Aghoro (2021): On Postapocalyptic Frontiers in Horizon Zero Dawn, in Dietmar Meinel (edited by), Video Games and Spatiality in American Studies, De Gruyter 2021, pp. 71-84.

Avezzù (2017): L’evidenza del mondo. Cinema contemporaneo e angoscia cinematografica, Diabasis 2017.

Belk (2000): May the farce be with you: On Las Vegas and consumer infantalization, «Consumption, Markets and Culture», 4(2), pp. 101-124.

Bégout (2003): Zeropolis: The Experience of Las Vegas, Reaktion Books 2003.

Condis (2020), Sorry, Wrong Apocalypse: Horizon Zero Dawn, Heaven’s Vault, and the Ecocritical Videogame, «Game Studies», vol. 20, n. 3.

Courtwright (2014): Learning from Las Vegas: Gambling, Technology, Capitalism, and Addiction, Occasional Paper Series 26. Las Vegas: Center for Gaming Research, University Libraries, 2014, pp. 1-12.

Firat (2001): The Meanings and Messages of Las Vegas: The Present of our Future, «M@n@gement», 4, pp. 101-120.

Forni (2017), Horizon Zero Dawn: The Educational Influence of Video Games in Counteracting Gender Stereotypes,«ToDigra», vol. 5, n. 1, pp. 77-105.

Malgieri (2021): Di madri assenti e papà da redimere: la genitorialità nei videogiochi, tra rapporti disfunzionali e questioni di genere, in Fabio Vittorini e Federico Bortolini (a cura di), Normal people.
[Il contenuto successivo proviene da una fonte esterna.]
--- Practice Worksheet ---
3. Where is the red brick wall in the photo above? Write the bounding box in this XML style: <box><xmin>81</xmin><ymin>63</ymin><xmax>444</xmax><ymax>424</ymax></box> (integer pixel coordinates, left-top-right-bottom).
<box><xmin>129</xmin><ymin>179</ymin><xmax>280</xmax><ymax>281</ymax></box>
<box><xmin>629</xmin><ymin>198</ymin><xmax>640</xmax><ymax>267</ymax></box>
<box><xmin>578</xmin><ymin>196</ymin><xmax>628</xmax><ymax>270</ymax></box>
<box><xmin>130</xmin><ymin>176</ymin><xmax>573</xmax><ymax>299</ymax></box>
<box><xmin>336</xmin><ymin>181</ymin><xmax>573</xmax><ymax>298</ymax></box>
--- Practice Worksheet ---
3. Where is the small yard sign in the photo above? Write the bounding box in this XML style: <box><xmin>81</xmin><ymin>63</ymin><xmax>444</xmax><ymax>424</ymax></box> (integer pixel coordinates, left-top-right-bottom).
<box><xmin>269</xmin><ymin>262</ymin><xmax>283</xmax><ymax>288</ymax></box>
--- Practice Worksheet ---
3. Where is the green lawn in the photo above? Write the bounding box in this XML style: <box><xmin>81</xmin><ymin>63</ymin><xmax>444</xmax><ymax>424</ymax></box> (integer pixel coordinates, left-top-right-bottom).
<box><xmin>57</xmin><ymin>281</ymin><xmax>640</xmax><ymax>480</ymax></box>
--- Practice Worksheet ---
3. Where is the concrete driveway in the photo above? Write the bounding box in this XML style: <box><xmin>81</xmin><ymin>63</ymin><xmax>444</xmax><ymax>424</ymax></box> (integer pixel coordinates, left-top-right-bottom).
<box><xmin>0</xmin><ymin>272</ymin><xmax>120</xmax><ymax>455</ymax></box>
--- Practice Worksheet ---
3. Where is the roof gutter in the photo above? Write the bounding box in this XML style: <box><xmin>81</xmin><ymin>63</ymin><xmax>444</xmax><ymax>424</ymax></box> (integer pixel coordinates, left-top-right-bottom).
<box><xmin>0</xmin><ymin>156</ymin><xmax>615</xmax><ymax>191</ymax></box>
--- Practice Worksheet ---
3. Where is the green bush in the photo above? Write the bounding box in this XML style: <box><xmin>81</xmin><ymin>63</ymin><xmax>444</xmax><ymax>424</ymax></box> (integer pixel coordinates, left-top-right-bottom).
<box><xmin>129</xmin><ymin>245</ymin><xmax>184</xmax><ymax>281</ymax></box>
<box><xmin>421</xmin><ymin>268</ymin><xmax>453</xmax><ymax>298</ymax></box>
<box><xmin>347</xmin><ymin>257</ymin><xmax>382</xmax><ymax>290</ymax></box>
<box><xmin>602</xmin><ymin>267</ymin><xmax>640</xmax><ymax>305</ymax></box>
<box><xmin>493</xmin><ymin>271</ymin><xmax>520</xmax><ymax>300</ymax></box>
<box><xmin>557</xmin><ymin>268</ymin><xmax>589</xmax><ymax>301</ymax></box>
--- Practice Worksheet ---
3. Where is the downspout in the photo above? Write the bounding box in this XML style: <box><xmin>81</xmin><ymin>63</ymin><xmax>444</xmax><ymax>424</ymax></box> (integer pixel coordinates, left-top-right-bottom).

Gender e generazioni in transito tra letteratura e media, Pàtron Editore, Bologna 2022, pp. 155-186.

Nae (2020), Beyond Cultural Identity. A Critique of Horizon Zero Dawn as an Entrepreneurial Ecosystem Simulator, «Postmodern Openings», vol. 11, n. 3, pp. 269-277.

Nealon (2012): Post-Postmodernism: or, The Cultural Logic of Just-in-Time Capitalism, Stanford University Press, 2012.

Parenzi Vieira e Mota (2018), A Representação Feminina em Horizon Zero Dawn, Proceedings of SBGames 2018, pp. 694-703.

Stenman (2020): A Woman in the Harsh North: Arctic Stereotypes and Colonialism in the Video Game Horizon Zero Dawn: The Frozen Wilds, Bachelor’s Thesis, Tampere University.

Svensson (2017): Cultural Appropriation in Games. A Comparative Study Between Far Cry 3 (2012), Overwatch (2016) and Horizon Zero Dawn (2017), Bachelor’s Thesis, Uppsala University.

Woolbright (2018), Ecofeminism and Gaia Theory in Horizon Zero Dawn, «Trace», vol. 2.